The principles behind natural shock waves have found valuable applications in the field of medicine as non-invasive treatment in various medical conditions.

The history and physics of shock waves in medicine
Since the late 1980s, we have used shock waves for the extracorporeal treatment of kidney stones. Today, shock waves are applied in a variety of medical applications in different energy ranges, for example in musculoskeletal disorders and in regenerative medicine. This includes successful applications in diseases of the musculoskeletal system as well as in pseudarthrosis, for stimulating angiogenesis, for wound healing disorders and for treating angina pectoris and heart failure.

Shock waves are acoustic pulses generated mechanically and characterised by a discrete pulse and ultra-short duration. These properties mean that the shock wave does not cause any thermal effects and therefore no tissue heating. They are introduced non-invasively into the body tissue. In order to propagate and be transferred into the body, they require an elastic medium such as water or coupling gel. Shock waves allow physical energy to take effect in localised areas of tissue.

Read more about the physics of shock waves here: What are shock waves? Physics and technology

In Neurology, we refer to shock wave treatment with the NEUROLITH® as Transcranial Pulse Stimulation – TPS for short. The NEUROLITH® has been a CE-marked device since 2018 for treating patients with symptoms of Alzheimer's disease. TPS involves controlled transmission of the pulses through the scalp and skull in a non-invasive manner into the regions of the patient's brain typically affected by Alzheimer's disease.

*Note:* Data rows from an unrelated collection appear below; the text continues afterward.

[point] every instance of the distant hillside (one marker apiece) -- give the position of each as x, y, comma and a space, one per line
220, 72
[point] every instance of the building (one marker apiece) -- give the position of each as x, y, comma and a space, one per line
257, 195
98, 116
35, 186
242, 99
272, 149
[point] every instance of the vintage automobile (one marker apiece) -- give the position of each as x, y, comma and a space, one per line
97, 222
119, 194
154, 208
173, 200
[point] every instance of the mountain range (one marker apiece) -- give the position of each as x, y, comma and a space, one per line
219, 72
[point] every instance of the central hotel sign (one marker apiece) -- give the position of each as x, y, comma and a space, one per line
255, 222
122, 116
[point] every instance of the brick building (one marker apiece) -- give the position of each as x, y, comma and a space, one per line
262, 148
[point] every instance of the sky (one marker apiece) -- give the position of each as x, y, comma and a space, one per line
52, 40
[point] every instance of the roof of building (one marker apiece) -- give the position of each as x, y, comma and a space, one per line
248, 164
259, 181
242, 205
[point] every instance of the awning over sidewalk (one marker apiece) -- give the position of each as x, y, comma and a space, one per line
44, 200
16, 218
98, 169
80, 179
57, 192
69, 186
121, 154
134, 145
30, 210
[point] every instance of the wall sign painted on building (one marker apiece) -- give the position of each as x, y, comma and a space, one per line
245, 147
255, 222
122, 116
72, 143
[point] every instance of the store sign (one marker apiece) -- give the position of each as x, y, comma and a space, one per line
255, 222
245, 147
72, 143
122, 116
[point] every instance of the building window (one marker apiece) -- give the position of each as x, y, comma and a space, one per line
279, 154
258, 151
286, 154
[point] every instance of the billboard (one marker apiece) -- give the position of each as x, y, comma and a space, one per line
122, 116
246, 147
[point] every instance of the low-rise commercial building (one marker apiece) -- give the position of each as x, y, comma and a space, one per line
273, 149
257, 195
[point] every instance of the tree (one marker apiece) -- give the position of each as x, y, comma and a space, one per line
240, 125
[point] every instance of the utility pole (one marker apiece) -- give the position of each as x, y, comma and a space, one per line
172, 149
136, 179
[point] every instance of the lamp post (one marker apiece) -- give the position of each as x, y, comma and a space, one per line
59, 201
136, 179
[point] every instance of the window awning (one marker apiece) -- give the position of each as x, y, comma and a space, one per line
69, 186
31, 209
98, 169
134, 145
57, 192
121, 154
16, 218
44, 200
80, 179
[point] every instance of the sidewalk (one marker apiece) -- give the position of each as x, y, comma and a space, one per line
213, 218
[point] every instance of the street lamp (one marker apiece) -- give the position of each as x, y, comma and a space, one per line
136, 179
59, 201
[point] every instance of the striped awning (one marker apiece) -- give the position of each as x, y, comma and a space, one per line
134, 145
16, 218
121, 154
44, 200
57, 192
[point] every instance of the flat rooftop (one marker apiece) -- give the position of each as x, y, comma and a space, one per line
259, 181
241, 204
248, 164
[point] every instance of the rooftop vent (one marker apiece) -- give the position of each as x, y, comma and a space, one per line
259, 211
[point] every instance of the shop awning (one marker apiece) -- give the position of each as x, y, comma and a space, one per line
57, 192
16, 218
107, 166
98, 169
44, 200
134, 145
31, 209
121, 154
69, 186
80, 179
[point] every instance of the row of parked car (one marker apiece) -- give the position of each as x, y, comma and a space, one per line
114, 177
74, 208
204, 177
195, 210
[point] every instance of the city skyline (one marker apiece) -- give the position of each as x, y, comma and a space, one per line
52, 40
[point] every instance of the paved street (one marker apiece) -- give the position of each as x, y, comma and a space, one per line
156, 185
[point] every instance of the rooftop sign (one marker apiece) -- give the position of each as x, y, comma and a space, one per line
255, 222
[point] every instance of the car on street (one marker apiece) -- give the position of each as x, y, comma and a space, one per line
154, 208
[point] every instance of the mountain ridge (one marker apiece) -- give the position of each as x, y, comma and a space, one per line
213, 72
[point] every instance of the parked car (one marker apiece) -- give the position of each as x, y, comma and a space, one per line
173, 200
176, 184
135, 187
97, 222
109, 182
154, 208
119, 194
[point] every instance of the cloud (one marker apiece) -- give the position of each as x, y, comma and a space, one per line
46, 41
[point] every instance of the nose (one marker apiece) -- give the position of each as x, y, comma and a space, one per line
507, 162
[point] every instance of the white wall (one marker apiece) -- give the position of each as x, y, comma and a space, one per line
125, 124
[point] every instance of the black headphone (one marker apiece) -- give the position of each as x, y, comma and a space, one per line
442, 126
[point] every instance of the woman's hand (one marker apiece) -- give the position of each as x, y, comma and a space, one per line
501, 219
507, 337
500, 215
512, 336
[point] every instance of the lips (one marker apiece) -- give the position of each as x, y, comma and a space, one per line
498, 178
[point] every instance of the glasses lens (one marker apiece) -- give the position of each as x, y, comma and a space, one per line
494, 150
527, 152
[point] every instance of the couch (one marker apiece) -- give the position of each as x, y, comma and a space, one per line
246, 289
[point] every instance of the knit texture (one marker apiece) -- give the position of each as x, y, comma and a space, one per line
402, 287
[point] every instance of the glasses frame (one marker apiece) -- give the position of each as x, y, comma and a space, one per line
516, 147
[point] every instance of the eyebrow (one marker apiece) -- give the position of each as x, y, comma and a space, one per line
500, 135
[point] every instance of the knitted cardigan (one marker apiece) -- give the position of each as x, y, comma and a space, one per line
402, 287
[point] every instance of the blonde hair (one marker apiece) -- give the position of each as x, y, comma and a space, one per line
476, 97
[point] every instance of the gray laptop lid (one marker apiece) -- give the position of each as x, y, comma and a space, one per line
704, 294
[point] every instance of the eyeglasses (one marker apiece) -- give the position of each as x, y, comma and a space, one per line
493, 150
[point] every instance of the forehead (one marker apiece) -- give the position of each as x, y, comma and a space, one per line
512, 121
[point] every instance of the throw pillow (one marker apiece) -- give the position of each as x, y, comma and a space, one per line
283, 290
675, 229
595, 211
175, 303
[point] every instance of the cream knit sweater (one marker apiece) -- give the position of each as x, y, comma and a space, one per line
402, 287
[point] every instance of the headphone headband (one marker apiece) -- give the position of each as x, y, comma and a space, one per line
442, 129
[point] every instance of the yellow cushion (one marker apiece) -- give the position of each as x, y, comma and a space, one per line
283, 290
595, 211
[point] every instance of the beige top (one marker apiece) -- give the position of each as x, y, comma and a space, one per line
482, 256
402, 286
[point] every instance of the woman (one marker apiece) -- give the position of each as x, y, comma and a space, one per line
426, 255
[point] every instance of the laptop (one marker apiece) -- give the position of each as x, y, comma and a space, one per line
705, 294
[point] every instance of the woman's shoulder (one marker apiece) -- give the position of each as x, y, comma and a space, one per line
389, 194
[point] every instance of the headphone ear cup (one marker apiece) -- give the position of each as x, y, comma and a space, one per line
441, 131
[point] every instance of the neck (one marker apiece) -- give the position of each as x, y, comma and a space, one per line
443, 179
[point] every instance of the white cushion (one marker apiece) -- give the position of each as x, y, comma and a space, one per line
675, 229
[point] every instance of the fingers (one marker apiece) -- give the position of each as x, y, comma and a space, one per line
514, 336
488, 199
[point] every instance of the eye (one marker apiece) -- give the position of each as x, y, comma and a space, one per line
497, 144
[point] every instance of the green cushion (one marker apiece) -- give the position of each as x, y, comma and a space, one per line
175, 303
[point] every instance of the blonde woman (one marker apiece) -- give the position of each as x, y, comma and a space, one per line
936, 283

Read more about TPS here: Transcranial Pulse Stimulation with the NEUROLITH

How do shock waves work?
Mechanotransduction is considered the basic mechanism of shock waves in tissue. It describes the conversion of physical pulses – like shock waves – into cellular processes that are responsible for the positive effects on cell metabolism and the cell cycle.¹ This includes migration and differentiation of stem cells, release of nitric oxide (NO)² as well as stimulation of growth factors (VEGF, BDNF)^3,4. This results in the formation of new blood vessels, improvement in blood flow and regeneration of nerves.*

Shock waves vs ultrasound: The most important differences
Shock waves and ultrasound waves are both types of sound waves used in medicine. However, there are fundamental differences between the two technologies. Therapeutic ultrasound consists of a continuous wave with numerous oscillations in the megahertz range. In contrast, shock waves consist of a single, very short pressure pulse (1 µs), followed by a tensile wave of lower amplitude (4 – 5 µs). Although both technologies use similar frequencies, they are fundamentally different in nature.

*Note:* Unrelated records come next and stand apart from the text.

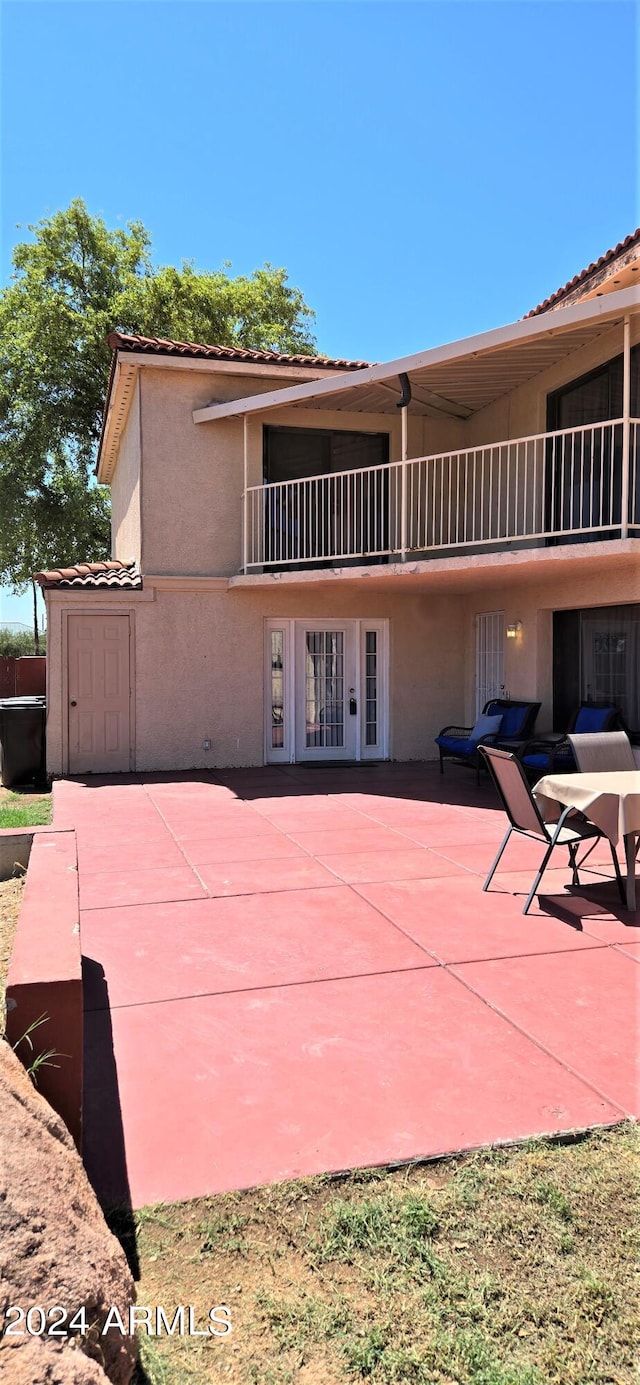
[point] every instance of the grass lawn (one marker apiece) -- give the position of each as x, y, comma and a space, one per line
509, 1267
25, 808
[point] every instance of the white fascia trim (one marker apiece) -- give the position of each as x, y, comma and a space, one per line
546, 324
186, 583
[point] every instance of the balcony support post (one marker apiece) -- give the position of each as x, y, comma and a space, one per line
245, 493
626, 405
403, 484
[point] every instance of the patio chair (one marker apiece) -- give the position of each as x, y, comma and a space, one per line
597, 754
503, 723
553, 754
603, 751
524, 819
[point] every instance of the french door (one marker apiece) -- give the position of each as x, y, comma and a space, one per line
326, 690
489, 658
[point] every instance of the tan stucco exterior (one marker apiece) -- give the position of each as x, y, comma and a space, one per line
198, 628
126, 533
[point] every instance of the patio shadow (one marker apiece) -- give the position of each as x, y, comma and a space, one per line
104, 1150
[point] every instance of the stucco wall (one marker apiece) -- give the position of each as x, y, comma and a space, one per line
194, 472
200, 669
186, 515
198, 655
125, 489
528, 668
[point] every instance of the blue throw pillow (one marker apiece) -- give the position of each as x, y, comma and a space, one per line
485, 726
513, 718
592, 719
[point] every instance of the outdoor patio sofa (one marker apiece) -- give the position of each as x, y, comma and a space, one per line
553, 754
503, 723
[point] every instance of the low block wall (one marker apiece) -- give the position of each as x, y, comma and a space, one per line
45, 975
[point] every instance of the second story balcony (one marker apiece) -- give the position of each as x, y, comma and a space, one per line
565, 486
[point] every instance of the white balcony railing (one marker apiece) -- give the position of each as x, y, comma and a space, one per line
571, 484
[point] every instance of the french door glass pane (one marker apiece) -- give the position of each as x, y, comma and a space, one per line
277, 690
324, 689
371, 687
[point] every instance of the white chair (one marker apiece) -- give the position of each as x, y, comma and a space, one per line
603, 751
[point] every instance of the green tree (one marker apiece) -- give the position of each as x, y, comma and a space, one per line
72, 283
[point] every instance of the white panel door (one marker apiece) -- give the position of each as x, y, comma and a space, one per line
99, 687
489, 658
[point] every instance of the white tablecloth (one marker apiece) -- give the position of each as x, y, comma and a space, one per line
610, 799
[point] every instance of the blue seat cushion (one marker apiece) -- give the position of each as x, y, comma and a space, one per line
592, 719
456, 745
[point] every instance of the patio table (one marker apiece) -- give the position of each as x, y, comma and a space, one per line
611, 799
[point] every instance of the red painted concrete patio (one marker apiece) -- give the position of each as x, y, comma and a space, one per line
294, 970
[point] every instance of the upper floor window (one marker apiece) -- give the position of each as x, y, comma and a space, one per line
596, 396
292, 453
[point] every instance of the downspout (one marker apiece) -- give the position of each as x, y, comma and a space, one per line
626, 405
403, 405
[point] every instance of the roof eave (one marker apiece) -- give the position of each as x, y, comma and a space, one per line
529, 328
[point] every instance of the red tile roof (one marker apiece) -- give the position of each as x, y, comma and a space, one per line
112, 575
162, 346
585, 273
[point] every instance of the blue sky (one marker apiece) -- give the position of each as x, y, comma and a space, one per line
423, 171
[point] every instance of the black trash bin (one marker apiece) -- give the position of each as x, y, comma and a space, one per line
22, 740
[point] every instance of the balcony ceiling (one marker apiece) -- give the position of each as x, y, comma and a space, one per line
461, 387
459, 378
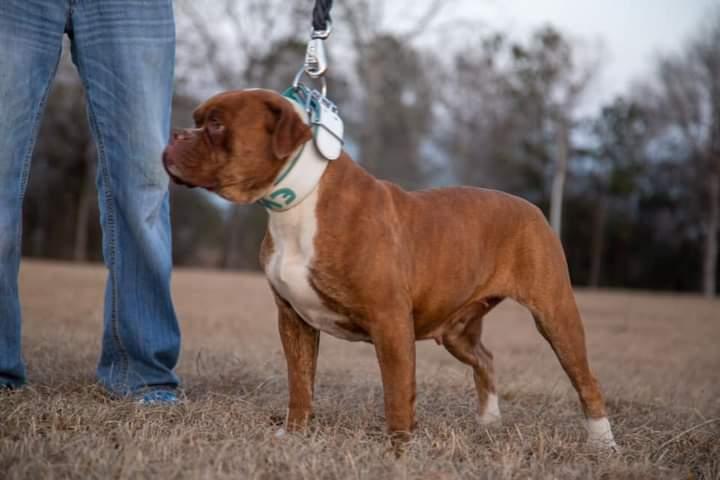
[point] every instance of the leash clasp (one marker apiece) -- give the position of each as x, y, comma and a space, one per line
316, 62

Ultrasound waves can heat tissue with their periodic oscillations, which can be used in a so-called HIFU procedure. Shock waves have a stimulating effect in the low-energy range, whereby heating is not observed.

Due to their different modes of action, shock waves and therapeutic ultrasound pursue different goals in medical applications and are used in different clinical situations due to these differences.

Shock wave

Ultrasound

• Continuous wave with numerous oscillations
• Continuous and symmetrical wave form
• The energy is absorbed by tissue, resulting in tissue heating
• Ultrasound waves are not sensed
• Coagulation of the tissue

Unfortunately, scientific publications are repeatedly using the incorrect term »ultrasound« in connection with Transcranial Pulse Stimulation (TPS). TPS actually involves shock waves (acoustic pulse waves), not ultrasound waves.

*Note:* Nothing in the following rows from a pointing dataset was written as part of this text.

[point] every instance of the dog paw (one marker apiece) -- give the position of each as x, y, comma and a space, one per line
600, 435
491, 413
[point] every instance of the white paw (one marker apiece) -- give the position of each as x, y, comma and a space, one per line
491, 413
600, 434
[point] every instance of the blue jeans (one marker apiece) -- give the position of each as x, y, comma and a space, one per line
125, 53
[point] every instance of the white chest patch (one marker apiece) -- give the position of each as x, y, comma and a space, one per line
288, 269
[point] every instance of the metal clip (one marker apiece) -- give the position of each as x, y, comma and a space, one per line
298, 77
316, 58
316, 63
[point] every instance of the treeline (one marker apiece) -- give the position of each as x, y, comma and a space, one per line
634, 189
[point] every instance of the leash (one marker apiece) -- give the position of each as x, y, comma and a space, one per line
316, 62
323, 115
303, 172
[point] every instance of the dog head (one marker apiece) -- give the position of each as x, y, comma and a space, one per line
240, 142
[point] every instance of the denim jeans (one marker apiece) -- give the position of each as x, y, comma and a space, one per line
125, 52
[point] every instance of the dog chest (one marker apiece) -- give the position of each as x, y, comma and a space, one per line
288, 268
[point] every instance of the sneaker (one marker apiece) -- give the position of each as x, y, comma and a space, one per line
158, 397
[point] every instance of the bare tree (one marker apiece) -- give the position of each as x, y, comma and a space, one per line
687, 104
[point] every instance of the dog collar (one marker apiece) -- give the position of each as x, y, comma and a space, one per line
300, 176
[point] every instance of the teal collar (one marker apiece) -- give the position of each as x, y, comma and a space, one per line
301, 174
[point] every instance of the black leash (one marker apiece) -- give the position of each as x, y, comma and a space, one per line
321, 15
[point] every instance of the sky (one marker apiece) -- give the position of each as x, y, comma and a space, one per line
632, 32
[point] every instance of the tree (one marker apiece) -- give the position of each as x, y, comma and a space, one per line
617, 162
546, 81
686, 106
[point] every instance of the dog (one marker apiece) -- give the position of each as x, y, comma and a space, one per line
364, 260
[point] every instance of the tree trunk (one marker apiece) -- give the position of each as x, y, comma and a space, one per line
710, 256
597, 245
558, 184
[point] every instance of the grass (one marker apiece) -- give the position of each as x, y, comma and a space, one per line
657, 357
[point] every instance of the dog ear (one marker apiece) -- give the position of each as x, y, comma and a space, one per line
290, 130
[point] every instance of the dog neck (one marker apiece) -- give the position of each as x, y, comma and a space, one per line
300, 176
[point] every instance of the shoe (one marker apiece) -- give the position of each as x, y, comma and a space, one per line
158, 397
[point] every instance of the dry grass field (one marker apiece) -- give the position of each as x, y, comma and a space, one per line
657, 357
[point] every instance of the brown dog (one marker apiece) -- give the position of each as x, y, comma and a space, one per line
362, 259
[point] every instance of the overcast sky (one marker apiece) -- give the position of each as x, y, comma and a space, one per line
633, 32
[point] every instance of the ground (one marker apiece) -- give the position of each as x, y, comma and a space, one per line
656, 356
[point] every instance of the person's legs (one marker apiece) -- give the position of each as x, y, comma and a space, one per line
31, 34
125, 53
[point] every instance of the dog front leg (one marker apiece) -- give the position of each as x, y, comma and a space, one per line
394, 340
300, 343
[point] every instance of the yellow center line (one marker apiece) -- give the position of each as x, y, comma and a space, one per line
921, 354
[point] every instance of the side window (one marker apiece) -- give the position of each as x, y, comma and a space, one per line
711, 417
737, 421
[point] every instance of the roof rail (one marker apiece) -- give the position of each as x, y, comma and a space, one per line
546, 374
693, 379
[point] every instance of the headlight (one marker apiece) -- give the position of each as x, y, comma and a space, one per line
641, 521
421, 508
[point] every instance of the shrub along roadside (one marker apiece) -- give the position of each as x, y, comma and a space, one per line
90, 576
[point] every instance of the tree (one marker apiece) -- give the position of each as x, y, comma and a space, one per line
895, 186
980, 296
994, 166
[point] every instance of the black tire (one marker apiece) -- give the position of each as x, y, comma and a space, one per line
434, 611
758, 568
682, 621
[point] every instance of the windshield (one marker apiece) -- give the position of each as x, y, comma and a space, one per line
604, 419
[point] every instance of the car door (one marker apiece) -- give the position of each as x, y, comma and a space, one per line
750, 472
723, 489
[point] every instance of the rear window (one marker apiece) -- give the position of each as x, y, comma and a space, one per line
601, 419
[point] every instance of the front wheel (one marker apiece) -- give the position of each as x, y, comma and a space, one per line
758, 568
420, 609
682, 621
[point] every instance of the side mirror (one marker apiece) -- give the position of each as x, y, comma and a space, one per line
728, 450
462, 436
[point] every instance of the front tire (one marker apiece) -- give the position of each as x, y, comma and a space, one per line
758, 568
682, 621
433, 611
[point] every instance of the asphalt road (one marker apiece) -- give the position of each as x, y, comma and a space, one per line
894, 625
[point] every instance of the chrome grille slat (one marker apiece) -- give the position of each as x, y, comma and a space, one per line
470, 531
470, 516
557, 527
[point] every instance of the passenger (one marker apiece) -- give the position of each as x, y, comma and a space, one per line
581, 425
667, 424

*The effects stated in connection with shock wave treatments relate to different tissues and cannot be generalised to all indications without scientific evidence.
1 d´Agostino, M. C. et al.: International Journal of Surgery, 24(Pt B):147-153, 2015.
2 Mariotto, S. et al.: Nitric Oxide, 12(2):89-96, 2005.
3 Yahata, K. et al.: Journal of Neurosurgery, 25(6):745-755, 2016.
4 Hatanaka, K. et al.: American Journal of Physiology-Cell Physiology, 311(3):C378-85, 2016.